Insofar as union leaders advocate the importance of organization and strength in numbers, labor organizers typically identify substandard working conditions, low wages, nonexistent or minimal benefits, and mistreatment of employees by employers to spark unionism in the work force. In this way, unions justify their activities as providing protection for their members from employers while negotiating benefits for workers that would otherwise be unattainable.

When organizers attempt to form unions, they must demonstrate that prospective members share

a “community of interests” that, generally, includes common concerns over such matters as wages, work hours, benefits, qualifications, training and skills, and job functions. While the community of interests should be readily apparent for faculty members and other instructional personnel, as opposed to nonprofessional staff such as maintenance workers and office assistants, some view the advantages of this requirement as having to be balanced against the disadvantages of a proliferation of multiple smaller bargaining units that could reduce the strength of unions and their collective numbers.

The Negotiation Process

Once unions are organized, collective bargaining or negotiation practices vary greatly in education. The three primary types of union negotiations that have been prevalent in educational settings are meet-and-confer, good-faith bargaining, and bargaining during an unexpected crisis. The meet-and-confer approach, which largely predated bargaining but still exists in some places today, amounts to a discussion between faculty and administration, with the latter largely setting contract terms. Most states with unions in higher education rely on the traditional model of good-faith bargaining, which is characterized by mutual respect where each party approaches negotiations with the intent to resolve all issues equitably. The unexpected crisis is the beginning of the end for traditional collective bargaining due to the adversarial posturing of administrators and faculty, because in this approach neither party is willing to compromise or negotiate an equitable outcome.

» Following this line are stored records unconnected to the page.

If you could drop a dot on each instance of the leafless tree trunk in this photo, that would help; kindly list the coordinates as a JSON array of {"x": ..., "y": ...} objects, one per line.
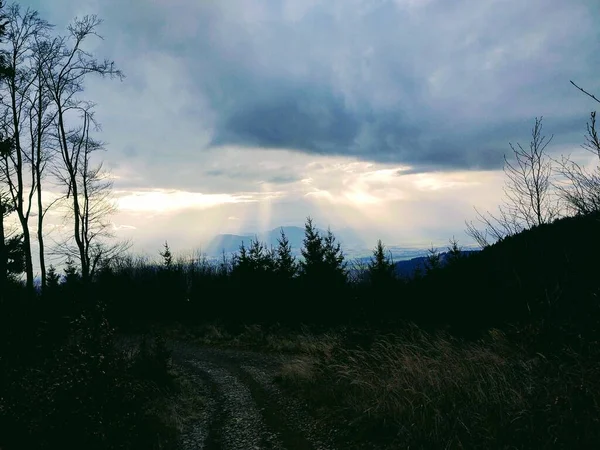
[
  {"x": 4, "y": 210},
  {"x": 580, "y": 188},
  {"x": 93, "y": 188},
  {"x": 529, "y": 199},
  {"x": 22, "y": 30},
  {"x": 64, "y": 75},
  {"x": 41, "y": 117}
]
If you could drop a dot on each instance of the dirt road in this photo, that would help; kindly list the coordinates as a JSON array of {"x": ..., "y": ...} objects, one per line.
[{"x": 245, "y": 409}]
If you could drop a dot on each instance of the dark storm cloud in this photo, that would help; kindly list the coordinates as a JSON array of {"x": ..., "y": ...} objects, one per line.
[{"x": 433, "y": 84}]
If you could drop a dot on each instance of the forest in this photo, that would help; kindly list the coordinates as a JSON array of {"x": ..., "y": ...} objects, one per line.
[{"x": 492, "y": 349}]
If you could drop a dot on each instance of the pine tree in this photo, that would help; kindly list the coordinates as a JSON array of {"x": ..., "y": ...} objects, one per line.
[
  {"x": 313, "y": 250},
  {"x": 285, "y": 262},
  {"x": 52, "y": 278},
  {"x": 261, "y": 259},
  {"x": 433, "y": 261},
  {"x": 381, "y": 268},
  {"x": 333, "y": 256},
  {"x": 167, "y": 257},
  {"x": 454, "y": 251},
  {"x": 71, "y": 272}
]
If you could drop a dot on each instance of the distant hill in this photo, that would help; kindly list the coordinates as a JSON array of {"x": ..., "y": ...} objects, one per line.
[
  {"x": 354, "y": 247},
  {"x": 407, "y": 268},
  {"x": 230, "y": 243}
]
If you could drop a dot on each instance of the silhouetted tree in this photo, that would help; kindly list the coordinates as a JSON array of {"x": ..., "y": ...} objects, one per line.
[
  {"x": 313, "y": 251},
  {"x": 65, "y": 70},
  {"x": 433, "y": 261},
  {"x": 333, "y": 257},
  {"x": 167, "y": 257},
  {"x": 454, "y": 251},
  {"x": 528, "y": 192},
  {"x": 286, "y": 266},
  {"x": 71, "y": 272},
  {"x": 53, "y": 279},
  {"x": 18, "y": 118},
  {"x": 381, "y": 267},
  {"x": 581, "y": 191}
]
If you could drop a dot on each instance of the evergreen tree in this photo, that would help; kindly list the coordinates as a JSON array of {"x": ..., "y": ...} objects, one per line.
[
  {"x": 52, "y": 278},
  {"x": 333, "y": 256},
  {"x": 71, "y": 272},
  {"x": 167, "y": 257},
  {"x": 433, "y": 261},
  {"x": 454, "y": 251},
  {"x": 313, "y": 251},
  {"x": 285, "y": 262},
  {"x": 381, "y": 268},
  {"x": 261, "y": 259}
]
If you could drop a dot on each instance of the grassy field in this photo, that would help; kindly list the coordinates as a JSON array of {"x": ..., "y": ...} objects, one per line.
[{"x": 413, "y": 389}]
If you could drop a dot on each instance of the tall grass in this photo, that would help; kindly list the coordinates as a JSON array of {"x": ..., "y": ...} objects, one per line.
[{"x": 421, "y": 390}]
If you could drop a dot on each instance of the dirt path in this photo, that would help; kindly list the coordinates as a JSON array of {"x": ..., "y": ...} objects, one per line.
[{"x": 245, "y": 408}]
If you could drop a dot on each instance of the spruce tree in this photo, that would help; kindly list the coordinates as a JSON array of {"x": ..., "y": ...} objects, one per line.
[
  {"x": 381, "y": 268},
  {"x": 285, "y": 263},
  {"x": 333, "y": 257},
  {"x": 167, "y": 257},
  {"x": 313, "y": 251}
]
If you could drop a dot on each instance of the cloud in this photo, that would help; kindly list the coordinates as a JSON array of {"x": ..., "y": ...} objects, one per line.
[{"x": 389, "y": 116}]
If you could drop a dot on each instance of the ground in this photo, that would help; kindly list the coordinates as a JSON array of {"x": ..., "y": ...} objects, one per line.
[{"x": 244, "y": 408}]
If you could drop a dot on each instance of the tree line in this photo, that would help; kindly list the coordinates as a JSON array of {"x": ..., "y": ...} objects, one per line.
[{"x": 48, "y": 146}]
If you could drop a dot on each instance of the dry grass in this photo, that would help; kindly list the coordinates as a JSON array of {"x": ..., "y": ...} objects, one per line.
[{"x": 418, "y": 390}]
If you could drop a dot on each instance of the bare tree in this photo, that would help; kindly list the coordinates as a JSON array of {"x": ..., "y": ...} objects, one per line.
[
  {"x": 41, "y": 118},
  {"x": 529, "y": 198},
  {"x": 93, "y": 188},
  {"x": 5, "y": 210},
  {"x": 580, "y": 187},
  {"x": 64, "y": 74},
  {"x": 19, "y": 168}
]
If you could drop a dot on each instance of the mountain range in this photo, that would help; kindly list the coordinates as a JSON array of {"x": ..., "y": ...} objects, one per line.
[{"x": 353, "y": 244}]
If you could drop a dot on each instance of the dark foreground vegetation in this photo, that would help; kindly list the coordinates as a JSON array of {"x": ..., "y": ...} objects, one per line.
[
  {"x": 494, "y": 349},
  {"x": 497, "y": 349}
]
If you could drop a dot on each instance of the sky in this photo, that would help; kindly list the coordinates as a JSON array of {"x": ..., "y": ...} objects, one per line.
[{"x": 390, "y": 117}]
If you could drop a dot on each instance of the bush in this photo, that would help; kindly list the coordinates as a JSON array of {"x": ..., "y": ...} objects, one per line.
[{"x": 75, "y": 389}]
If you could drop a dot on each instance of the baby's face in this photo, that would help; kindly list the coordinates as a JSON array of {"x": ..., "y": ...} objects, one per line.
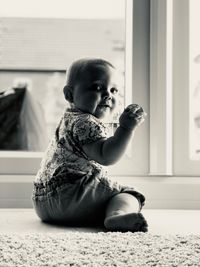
[{"x": 97, "y": 91}]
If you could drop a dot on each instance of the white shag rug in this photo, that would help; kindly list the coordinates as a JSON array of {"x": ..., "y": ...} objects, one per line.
[{"x": 99, "y": 249}]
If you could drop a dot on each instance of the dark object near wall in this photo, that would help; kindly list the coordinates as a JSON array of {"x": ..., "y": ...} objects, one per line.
[{"x": 11, "y": 132}]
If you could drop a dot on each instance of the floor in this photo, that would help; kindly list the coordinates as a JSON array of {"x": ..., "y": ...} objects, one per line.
[{"x": 162, "y": 222}]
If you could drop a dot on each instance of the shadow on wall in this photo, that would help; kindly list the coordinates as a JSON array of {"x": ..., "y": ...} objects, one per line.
[{"x": 22, "y": 123}]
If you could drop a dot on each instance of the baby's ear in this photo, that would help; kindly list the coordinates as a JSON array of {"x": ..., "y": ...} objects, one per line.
[{"x": 68, "y": 92}]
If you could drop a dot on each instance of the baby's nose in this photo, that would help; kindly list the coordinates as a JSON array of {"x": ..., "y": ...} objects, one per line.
[{"x": 106, "y": 94}]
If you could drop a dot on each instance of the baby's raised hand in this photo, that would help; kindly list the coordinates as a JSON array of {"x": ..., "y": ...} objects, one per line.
[{"x": 132, "y": 116}]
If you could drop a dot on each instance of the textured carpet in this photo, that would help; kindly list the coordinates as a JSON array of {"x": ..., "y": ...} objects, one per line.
[{"x": 99, "y": 249}]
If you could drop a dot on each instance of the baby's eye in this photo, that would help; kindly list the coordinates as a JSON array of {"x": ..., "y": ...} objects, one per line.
[
  {"x": 114, "y": 90},
  {"x": 97, "y": 87}
]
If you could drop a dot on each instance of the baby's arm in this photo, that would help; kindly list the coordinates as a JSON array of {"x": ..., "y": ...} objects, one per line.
[{"x": 108, "y": 151}]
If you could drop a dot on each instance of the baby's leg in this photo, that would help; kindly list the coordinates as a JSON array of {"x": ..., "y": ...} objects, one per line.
[{"x": 122, "y": 214}]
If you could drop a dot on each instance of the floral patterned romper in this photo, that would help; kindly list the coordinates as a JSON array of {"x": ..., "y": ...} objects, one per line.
[{"x": 71, "y": 188}]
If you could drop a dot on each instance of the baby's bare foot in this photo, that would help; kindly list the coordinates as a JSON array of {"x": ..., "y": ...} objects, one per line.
[{"x": 134, "y": 222}]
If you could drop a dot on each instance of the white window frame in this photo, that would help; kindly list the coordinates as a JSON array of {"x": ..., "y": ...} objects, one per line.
[
  {"x": 27, "y": 163},
  {"x": 163, "y": 188},
  {"x": 183, "y": 165}
]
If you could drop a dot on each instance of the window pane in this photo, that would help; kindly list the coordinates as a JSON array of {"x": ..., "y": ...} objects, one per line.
[
  {"x": 36, "y": 50},
  {"x": 194, "y": 80}
]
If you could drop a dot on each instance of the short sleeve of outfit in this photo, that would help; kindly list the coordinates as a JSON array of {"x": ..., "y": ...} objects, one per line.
[{"x": 88, "y": 129}]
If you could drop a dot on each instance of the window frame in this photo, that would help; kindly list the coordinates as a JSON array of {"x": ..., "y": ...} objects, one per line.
[
  {"x": 183, "y": 165},
  {"x": 27, "y": 163}
]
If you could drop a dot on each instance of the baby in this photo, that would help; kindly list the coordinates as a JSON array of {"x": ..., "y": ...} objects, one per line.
[{"x": 71, "y": 186}]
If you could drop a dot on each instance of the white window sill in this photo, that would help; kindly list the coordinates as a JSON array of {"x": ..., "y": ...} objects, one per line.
[{"x": 161, "y": 192}]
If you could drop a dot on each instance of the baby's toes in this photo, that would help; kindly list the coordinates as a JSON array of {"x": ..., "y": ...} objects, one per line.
[{"x": 142, "y": 223}]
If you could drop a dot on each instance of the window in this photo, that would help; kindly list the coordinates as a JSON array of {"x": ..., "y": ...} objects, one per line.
[
  {"x": 50, "y": 74},
  {"x": 186, "y": 84},
  {"x": 174, "y": 100}
]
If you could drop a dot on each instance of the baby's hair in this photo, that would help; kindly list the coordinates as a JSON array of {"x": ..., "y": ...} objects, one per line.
[{"x": 76, "y": 70}]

A new type of negotiation has been in use recently, win-win. In win-win bargaining, each team looks at the available resources and agrees to terms that are amenable to both sides in a manner that is less confrontational, more collegial, and more professional than the tradition confrontational, zero-sum model of good faith bargaining that emerged from the industrial labor relations model. Because this model approaches compromise in its truest form, the results tend to be less stressful due to the commitment to arrive at settlements with which both sides can live.